Our old friend, Mark Skousen has a new book out – Investing in One Lesson. A tight book, full of practical insights and advice, it is well worth reading. “While sleeping in a hotel room in Los Angeles,” he begins his story…“The phone rang.”
“I lifted the receiver and heard from a man who said he was a new subscriber to my newsletter service. His voice was intense and emotional. He said he was worried about an investment he had made in a ‘no load’ offshore commodity fund that had ‘guaranteed’ 25% annualised returns…”

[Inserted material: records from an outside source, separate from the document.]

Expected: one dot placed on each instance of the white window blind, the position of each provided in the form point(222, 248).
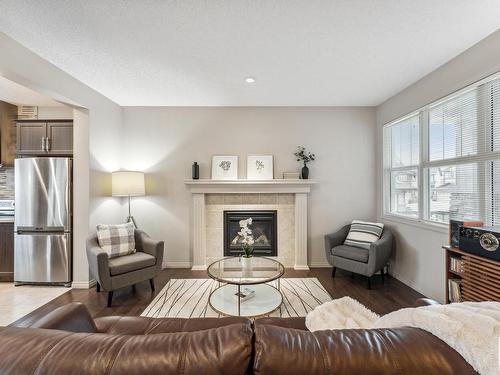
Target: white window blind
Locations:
point(459, 163)
point(402, 168)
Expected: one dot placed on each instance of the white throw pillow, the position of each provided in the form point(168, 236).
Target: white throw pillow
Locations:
point(116, 240)
point(363, 233)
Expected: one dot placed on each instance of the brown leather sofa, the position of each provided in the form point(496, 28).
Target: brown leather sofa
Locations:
point(68, 341)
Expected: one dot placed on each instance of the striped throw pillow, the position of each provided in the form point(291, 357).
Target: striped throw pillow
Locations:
point(116, 240)
point(363, 233)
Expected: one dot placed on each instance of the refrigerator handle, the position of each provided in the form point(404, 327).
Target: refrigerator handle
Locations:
point(23, 229)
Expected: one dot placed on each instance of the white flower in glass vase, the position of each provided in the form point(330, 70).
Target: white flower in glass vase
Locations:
point(246, 238)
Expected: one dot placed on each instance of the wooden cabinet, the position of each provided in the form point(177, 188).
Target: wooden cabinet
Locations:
point(44, 137)
point(6, 251)
point(59, 138)
point(470, 277)
point(31, 138)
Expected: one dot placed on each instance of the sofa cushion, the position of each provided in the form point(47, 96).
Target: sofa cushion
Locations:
point(223, 350)
point(116, 240)
point(132, 262)
point(400, 351)
point(363, 233)
point(140, 325)
point(351, 252)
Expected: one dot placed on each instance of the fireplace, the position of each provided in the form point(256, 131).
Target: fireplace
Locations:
point(264, 231)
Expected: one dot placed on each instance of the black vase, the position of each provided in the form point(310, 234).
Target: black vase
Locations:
point(196, 171)
point(305, 172)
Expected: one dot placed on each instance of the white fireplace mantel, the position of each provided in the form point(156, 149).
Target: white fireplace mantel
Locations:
point(207, 186)
point(199, 188)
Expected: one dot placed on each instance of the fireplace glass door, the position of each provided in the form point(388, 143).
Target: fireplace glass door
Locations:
point(264, 232)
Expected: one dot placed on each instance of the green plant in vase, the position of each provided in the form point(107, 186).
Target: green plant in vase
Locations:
point(305, 157)
point(247, 242)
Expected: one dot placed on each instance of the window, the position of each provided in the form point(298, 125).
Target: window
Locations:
point(443, 162)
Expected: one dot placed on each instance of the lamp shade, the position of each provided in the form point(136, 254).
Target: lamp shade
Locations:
point(127, 183)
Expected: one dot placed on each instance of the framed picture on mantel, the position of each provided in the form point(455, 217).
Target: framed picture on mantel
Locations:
point(260, 167)
point(224, 167)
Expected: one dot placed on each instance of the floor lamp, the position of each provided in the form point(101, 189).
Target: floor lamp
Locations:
point(128, 184)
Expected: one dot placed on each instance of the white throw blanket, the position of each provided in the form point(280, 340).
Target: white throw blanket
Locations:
point(471, 328)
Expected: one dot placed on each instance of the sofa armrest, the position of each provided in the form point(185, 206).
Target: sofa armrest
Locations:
point(73, 317)
point(336, 239)
point(146, 244)
point(98, 263)
point(380, 252)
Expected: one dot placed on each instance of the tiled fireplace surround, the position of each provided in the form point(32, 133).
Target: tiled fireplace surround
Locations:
point(211, 198)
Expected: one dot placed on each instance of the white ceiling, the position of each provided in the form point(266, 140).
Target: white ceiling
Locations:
point(197, 53)
point(13, 93)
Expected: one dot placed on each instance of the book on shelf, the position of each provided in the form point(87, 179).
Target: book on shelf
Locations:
point(454, 290)
point(245, 293)
point(456, 264)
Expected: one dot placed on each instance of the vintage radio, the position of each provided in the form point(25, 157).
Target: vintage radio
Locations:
point(455, 229)
point(482, 241)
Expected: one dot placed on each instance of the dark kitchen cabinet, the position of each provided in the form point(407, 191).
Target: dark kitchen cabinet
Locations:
point(31, 138)
point(6, 251)
point(60, 138)
point(44, 137)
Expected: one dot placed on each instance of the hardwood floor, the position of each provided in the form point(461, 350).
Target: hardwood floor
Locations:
point(382, 298)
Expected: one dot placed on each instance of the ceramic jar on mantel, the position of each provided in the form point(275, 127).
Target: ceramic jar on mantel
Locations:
point(304, 173)
point(246, 263)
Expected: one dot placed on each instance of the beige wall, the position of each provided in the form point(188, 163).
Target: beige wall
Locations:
point(419, 260)
point(164, 142)
point(97, 140)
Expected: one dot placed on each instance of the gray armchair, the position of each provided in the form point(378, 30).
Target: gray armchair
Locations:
point(355, 259)
point(115, 273)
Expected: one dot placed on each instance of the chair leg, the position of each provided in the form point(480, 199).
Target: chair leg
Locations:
point(110, 298)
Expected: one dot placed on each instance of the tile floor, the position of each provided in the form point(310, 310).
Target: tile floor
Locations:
point(17, 301)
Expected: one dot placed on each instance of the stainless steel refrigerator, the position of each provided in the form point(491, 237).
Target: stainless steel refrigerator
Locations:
point(43, 219)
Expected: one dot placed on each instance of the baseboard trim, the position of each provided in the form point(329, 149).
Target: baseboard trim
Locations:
point(83, 284)
point(301, 268)
point(177, 265)
point(320, 265)
point(199, 268)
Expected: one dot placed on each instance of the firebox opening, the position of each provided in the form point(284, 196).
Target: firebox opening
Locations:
point(264, 231)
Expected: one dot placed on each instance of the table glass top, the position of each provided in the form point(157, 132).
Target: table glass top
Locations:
point(231, 270)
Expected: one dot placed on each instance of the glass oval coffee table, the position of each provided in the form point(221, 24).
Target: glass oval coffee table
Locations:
point(236, 280)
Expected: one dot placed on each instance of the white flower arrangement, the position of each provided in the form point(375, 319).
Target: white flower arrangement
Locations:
point(247, 237)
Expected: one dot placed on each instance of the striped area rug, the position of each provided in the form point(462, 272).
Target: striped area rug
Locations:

As the story developed, it turned out that the man had put all his savings…and his wife’s money too…into an ‘investment’ that was an obvious fraud. That is, obvious to anyone who spent two minutes thinking about it. The man was a doctor…a successful man…an educated man. Apparently, he was also a very busy man – he didn’t have two minutes!
Yes, he was wiped out.
Meanwhile, we learned from other friends that the Nigerians are still in business. “Apparently, there are people who fall for their scams. They send a letter or an email explaining that they have a huge amount of money that they need to transfer to the United States…all they need is the help of an ordinary person with a bank account.
“You wouldn’t think that any one would be so dumb as to fall for it. Especially now that everyone has heard about these scams. They’ve been around for decades…and almost always from Nigeria. But I understand that they are getting a lot cleverer and now using other addresses. Still, it’s said to be a significant part of the entire Nigerian economy. A big source of foreign earnings.
“The TV show ‘60 Minutes’ followed up on one of these come-ons. They answered the letters and kept playing along until they had set up a meeting with the scamsters…in Miami, I think. Anyway…the reporter was supposed to meet the Nigerians so that he could give them US$5,000. There was a hidden camera watching. And those guys meant business…they weren’t fooling around. They wanted the money and they were going to get it.”